October 4, 2010

A Farewell to Democracy, Free Media, and Free Enterprise: Ukraine's Prospects Revised

In my old post I wondered whether Ukraine had a strong political opposition to counteract advances of President Yanukovich against democracy, economic freedon, and free media. My answer was yes. And I  was too optimistic. I thought that either former prime minister Yulia Tymoshenko or former president Viktor Yushchenko could stop the Yanukovich machine. They failed again. Everyone left Tymoshenko. Her former sponsors and party members are in the Yanukovich team now, not always voluntarily. Yushchenko is a political ghost. Nobody can stop President Yanukovich and his Party of Regions, at least, in Ukraine. The Yanukovich administration did more in six months than the Kuchma administration in ten years. The Yanukovich administration curbed media freedom, oppressed small-scale and medium-size business, and installed dictatorship.     
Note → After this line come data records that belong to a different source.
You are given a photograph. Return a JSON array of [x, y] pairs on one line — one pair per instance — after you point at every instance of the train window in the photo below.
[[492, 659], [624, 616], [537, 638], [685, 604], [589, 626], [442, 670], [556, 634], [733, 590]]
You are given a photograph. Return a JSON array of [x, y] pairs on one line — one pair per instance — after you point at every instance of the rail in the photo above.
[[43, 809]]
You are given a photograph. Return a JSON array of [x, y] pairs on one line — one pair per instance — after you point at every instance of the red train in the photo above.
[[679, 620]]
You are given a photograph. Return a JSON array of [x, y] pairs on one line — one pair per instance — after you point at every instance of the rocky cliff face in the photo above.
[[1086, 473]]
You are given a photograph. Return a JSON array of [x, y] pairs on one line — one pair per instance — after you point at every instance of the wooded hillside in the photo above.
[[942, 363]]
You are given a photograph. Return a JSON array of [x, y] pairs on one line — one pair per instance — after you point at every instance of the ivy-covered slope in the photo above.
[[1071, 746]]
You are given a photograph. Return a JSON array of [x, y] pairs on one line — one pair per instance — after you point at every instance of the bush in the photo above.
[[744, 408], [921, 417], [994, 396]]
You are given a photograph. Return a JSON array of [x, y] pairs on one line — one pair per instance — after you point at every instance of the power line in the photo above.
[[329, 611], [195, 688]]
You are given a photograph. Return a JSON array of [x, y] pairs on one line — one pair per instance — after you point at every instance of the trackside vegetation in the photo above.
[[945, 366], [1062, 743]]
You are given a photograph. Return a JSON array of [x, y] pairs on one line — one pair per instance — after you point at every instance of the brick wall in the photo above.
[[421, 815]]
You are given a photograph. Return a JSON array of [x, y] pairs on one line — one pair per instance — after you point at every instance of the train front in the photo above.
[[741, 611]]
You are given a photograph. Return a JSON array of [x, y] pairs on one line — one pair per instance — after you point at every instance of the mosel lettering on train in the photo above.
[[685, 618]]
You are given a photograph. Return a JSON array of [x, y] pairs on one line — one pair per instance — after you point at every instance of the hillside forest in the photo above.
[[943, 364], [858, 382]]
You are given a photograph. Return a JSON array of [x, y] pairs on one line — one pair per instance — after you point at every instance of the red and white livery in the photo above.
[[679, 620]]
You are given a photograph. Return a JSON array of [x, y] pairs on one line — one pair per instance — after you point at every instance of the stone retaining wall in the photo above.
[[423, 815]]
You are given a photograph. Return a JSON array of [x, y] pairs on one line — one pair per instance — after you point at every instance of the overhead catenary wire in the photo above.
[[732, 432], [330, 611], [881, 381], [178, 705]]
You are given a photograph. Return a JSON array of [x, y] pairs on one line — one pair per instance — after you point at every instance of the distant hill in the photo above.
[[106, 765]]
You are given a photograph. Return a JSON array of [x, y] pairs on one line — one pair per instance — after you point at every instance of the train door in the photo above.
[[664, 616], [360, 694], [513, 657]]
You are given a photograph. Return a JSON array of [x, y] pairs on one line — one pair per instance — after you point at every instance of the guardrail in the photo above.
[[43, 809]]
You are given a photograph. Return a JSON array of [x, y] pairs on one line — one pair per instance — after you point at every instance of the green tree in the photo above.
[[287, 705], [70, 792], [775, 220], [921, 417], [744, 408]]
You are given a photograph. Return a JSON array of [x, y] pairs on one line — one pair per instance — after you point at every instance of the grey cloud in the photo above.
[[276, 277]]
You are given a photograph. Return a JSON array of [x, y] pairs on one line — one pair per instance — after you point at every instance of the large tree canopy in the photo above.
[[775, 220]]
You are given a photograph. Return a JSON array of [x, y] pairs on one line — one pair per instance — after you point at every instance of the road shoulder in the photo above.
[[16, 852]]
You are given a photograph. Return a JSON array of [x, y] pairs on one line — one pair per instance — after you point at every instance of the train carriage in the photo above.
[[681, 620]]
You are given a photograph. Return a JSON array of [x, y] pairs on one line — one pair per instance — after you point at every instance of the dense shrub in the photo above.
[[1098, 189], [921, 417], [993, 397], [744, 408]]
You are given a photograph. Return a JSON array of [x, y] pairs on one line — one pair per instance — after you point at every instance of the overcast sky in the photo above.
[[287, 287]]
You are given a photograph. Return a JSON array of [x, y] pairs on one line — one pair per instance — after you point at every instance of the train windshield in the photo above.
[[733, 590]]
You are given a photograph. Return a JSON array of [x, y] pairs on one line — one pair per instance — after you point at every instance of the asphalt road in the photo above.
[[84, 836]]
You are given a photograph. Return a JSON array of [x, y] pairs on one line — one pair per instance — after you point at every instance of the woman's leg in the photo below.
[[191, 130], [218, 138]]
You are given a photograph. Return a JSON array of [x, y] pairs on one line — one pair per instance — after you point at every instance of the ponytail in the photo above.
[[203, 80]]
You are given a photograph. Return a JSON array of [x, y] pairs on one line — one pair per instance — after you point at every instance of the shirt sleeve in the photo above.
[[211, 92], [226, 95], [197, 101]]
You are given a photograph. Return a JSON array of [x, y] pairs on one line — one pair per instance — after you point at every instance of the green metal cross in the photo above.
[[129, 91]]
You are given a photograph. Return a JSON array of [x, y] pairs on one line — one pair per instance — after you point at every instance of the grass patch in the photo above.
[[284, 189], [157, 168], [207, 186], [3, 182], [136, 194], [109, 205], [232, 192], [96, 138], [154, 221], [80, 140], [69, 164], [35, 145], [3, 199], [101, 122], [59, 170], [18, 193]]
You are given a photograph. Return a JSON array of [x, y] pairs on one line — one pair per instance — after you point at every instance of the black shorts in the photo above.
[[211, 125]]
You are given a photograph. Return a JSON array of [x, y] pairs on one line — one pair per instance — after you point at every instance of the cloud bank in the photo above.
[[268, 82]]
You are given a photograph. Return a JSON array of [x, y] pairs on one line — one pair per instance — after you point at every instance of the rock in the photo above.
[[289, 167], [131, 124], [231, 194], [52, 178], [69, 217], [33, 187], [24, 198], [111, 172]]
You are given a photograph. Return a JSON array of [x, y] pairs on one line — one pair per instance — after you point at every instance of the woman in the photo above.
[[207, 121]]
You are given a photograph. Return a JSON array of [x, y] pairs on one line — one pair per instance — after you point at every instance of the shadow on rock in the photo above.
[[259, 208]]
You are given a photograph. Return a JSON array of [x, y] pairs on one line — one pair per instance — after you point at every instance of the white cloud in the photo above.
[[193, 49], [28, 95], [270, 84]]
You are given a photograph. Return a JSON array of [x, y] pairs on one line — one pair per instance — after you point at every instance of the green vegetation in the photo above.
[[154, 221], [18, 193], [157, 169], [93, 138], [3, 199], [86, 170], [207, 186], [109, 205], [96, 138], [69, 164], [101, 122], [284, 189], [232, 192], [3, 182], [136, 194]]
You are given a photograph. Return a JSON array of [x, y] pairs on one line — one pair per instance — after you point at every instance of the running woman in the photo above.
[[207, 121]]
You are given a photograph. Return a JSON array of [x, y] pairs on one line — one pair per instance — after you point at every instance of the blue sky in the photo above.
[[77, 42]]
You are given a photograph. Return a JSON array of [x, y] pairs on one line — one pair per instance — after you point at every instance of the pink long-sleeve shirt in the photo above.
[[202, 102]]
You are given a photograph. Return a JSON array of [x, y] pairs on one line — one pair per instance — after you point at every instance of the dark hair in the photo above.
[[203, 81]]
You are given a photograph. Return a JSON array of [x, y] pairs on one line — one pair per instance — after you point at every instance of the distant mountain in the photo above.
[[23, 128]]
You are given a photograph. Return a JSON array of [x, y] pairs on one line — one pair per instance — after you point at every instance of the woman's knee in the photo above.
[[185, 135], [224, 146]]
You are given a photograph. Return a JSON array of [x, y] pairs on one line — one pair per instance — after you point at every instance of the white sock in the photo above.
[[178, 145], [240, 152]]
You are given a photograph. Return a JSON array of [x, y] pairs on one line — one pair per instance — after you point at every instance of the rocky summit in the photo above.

A farewell to freedom of speech. The Yanukovich administration curbed freedom of media really fast. Ukraine's mass media looks like Russian media now. Nobody criticizes President Yanukovich openly. It got to the point that the Voice of America can lose its broadcasting partners in Ukraine very soon as it happened in Russia. 
A farewell to free enterprise. The Yanukovich administration hammered small-scale and medium-size businesses with oppressive tax policy. The new tax code promises to become the apocalypse of economic freedom in Ukraine. All small-scale and medium-size businesses move their operations to the shadow economy before the new tax code will go in effect.
Finally, a farewell to democracy! The Yanukovich administration won the case vs the 2004 Constitutional Amendment in the Constitutional Court of Ukraine. The 2004 Amendment was very important step in Ukraine's democratization. It was once in a lifetime opportunity.  In brief, this amendment separates powers between president and prime-minister where the former is responsible for foreign policy and the latter takes on duties of domestic policy. Not anymore! The executive power is centralized now! The Constitutional Court ruled last Friday that the 2004 amendment violated the Constitution of Ukraine and thus the Constitutional Court overruled it. Did I mention that right before the seminal ruling four judges of the Constitutional Court were replaced with four new judges affiliated with the Party of Regions.
So, Ukrainians, please, say a farewell to democracy for the next five years at least. But it's no the saddest part. It's really sad that if Yulia Tymoshenko won the presidency, she would do the same. The only difference is that the Party of Regions could stop her. Who is going to stop the Yanukovich machine?